Lenin hated Stalin, and all he stood for. By my reading of Bolshevik history, so did everyone else in Lenin's faction, for many years. Stalin was regarded as no true believer in Marxist political or economic theory, a self-serving autocrat whose only real motivation was power for power's own sake, an opportunist whose chief contribution to the party prior to 1917 had been to rob banks around the old Russian empire to raise money for the party. What made Comrade Stalin unique among his revolutionist peers was his academic training, not in politics or government but rather as a failed seminarian, once pursuing a position in the priesthood of the Russian Orthodox Church.

Long story shortened, when Lenin died of a stroke a few years after the revolutions of 1917 after having seen the new communist regime successfully through a massive and catastrophic civil war which had amounted to another world war following WWI, he left behind a seemingly insoluble vacuum of power in the party.

Socialists, for anyone who ever met a few, are people who despise and distrust each other far more than they do their avowed enemies of the aristocracy or capitalism. While various players in the party maneuvered and manipulated to try and rise to the top, Stalin was hatching various schemes based purely on his own malevolent gossip among them, to get them all fighting against each other, while increasingly volunteering for various posts and positions no one else wanted to take up, until within a few years he was in charge of everything, and everyone else realized they had to serve him whether they liked it or not.

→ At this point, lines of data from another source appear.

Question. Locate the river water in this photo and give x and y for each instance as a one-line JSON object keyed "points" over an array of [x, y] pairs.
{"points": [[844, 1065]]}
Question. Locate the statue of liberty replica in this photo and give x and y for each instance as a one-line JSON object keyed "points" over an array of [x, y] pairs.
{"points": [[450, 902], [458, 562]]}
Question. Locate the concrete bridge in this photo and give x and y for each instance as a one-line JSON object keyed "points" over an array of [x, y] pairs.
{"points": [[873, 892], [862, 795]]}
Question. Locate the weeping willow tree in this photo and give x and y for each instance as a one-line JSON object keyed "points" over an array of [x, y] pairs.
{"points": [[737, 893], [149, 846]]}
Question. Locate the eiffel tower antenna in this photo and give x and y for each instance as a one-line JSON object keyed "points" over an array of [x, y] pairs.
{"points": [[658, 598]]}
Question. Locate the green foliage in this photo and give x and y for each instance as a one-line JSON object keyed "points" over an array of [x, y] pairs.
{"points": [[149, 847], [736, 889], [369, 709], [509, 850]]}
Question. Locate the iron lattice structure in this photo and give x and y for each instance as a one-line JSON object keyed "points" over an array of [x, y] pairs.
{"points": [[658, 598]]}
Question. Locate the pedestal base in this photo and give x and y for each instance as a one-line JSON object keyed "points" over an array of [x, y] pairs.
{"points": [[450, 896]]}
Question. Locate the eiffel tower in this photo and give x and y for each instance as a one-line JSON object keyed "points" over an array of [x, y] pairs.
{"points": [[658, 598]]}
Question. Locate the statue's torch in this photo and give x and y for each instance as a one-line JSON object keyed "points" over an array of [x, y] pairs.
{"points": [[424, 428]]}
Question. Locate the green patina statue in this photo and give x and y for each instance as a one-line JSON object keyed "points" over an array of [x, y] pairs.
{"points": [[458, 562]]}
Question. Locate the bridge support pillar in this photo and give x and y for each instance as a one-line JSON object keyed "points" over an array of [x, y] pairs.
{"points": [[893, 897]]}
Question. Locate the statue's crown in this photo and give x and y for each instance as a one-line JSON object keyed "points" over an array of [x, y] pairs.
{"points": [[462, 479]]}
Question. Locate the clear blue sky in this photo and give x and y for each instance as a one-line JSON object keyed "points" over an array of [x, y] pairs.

Stalin knew that what he needed to sustain his own newfound and increasingly absolute powers by the late 1920s, was not for the party faithful to come to believe in him as its leader, but rather for the 'masses' to regard communism itself as the new religion, in some of the most deeply devout religious civilizations in all Christendom going back centuries, with him not just as its high priest but as its actual God.

It worked. By the time Germany invaded Russia in the summer of 1941, Stalin's position as national godhead was well in place. It had been his own personal fault that his own country had been invaded by the Nazi regime, because he had first signed a treaty with it in 1939 just weeks before Germany's over-running of Poland (with Soviet military aid and a Red Army occupation force capturing eastern Poland by prior agreement days later) and the subsequent outbreak of a second world war, and then allowed his own obsession with the threat to the Soviet far east by Japan to distract him so thoroughly that he simply ignored continuing intelligence reports coming to him from around the world about an obvious German intention to invade Russia. There had actually been high-ranking military, diplomatic and intelligence officials in the Soviet regime who were imprisoned and even executed for daring to suggest that Stalin's new friend Hitler was about to invade their country.

You don't dare run afoul of God. Stalin knew that. And so he became God, and the world suffered incalculably for generations after his death in 1954, for the narcissistic megalomania of one man's obsession with power for its own sake.